# install namespaces
kubectl apply -f namespaces.yaml
# Install application
kubectl apply -f httpbin-deploy.yaml
Now the application should be installed and accessible only through the cluster. Check installation with.
kubectl get pods -n demo
kubectl port-forward -n demo svc/httpbin 8000:8000
There should be one pod deployed in demo with only 1/1 containers ready. When installing istio there will be a sidecar added here. Access the application on localhost:8000
In this guide I was using Azures AKS which has the option to use the LoadBalancer service type with a static Ip.
If you also use Azure replace the ips in istio-controlplane.yaml with your public IP. If you are not using a
provider with support for LoadBalancers you can replace this with NodePorts. An example of this is commented in
the istio-controlplane.yaml file. After the config is ready install istio with:
kubectl apply -f istio-1.12.1/manifests/charts/base/crds/crd-all.gen.yaml
./istio-1.12.1/bin/istioctl operator init
kubectl apply -f istio-controlplane.yaml
./istio-1.12.1/bin/istioctl verify-install
helm repo add jetstack https://charts.jetstack.io
helm repo update
helm install \
cert-manager jetstack/cert-manager \
--namespace cert-manager \
--version v1.4.0 \
--set installCRDs=true \
--set startupapicheck.enabled=false
Replace email in cluster-issuer.yaml then replace the occurrences of httpbin.example.com with the url
you want to use for your httpbin-app. Do this in both httpbin-istio-gw.yaml and httpbin-tls-cert.yaml
kubectl apply -f cluster-issuer.yaml
kubectl apply -f httpbin-istio-gw.yaml
kubectl apply -f httpbin-tls-cert.yaml
# check pods
kubectl get pods -n cert-manager
kubectl get pods -n demo
# Both should have sidecars and be ready.
kubectl get certificate -n istio-system
Visit url.
replace issuer with the url for your dex and redirectURIs: with the url for your app in dex-values.yaml.
Then run:
helm repo add dex https://charts.dexidp.io
helm repo update
helm install \
--namespace demo \
--values dex-values.yaml \
--version 0.6.5 \
dex dex/dex
Replace the occurrences of dex.example.com with the url
you want to use for dex. Do this in both dex-istio-gw.yaml and dex-tls-cert.yaml Then apply with:
kubectl apply -f dex-istio-gw.yaml
kubectl apply -f dex-tls-cert.yaml
For authentication we can use any IDP which supports OIDC. In this example Dex is installed which can in turn be connected to other AD sources see our blog post on how to connect dex to google for more information. In this post we will only use Dex static user as an example.

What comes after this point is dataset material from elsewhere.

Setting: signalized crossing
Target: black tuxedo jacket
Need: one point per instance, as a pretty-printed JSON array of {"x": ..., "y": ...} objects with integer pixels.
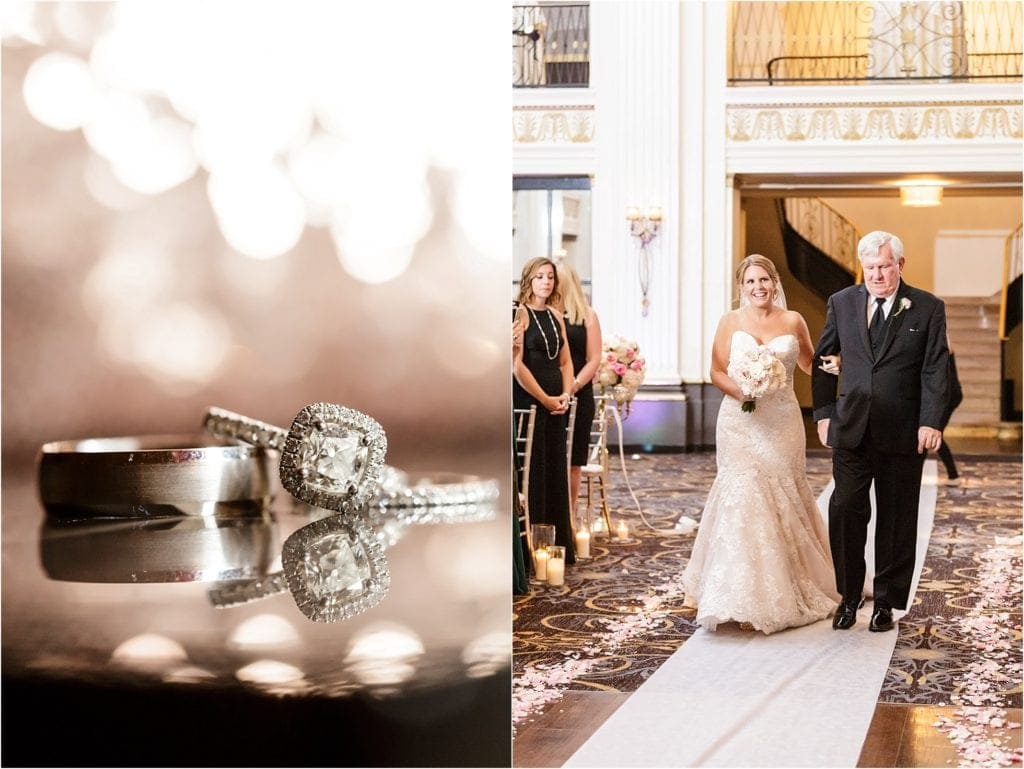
[{"x": 905, "y": 386}]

Replace oidc_issuer_url and cookie_domains from oauth2-proxy-values.yaml with your domain name then apply with:
helm repo add oauth2-proxy https://oauth2-proxy.github.io/manifests
helm repo update
helm install \
--namespace demo \
--values oauth2-proxy-values.yaml \
--version 5.0.6 \
oauth2-proxy oauth2-proxy/oauth2-proxy
Replace httpbin.example.com with you app url in authorization-policy.yaml then apply with:
kubectl apply -f authorization-policy.yaml
The authorization policy will trigger when trying to access the hostname configured.

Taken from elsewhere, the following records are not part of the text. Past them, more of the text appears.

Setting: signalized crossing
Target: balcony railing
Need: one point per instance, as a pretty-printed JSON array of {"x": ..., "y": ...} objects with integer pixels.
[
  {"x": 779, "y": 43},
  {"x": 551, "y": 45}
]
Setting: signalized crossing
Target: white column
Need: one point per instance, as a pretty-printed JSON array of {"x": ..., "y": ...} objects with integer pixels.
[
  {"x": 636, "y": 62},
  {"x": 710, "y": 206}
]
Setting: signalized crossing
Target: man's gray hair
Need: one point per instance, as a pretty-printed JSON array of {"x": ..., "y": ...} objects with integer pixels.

When the policy is triggered it will use the extensionProvider from the istio-controlplane.yaml config.
This will cause a redirect to the oauth2-proxy which in turn will go to dex for authentication. Authenticate
with:
Username: admin
Password: password
You should now be able to access the httpbin application again which is now protected by the authentication service.
You can see that the application have received the access_token by going to your app-url and /headers httpbin.example.com/headers.
This should now include the Authorization header with a jwt-token. You can decode this token to see the information stored there.
This guide will make all applications behind the authorization policy have to go through the Oauth2 authentication flow to access these applications. This provides the security that the user will have to be able to login to your IDP service to access the apps. OBS that this does NOT include authorization which the applications themselves will still have to support.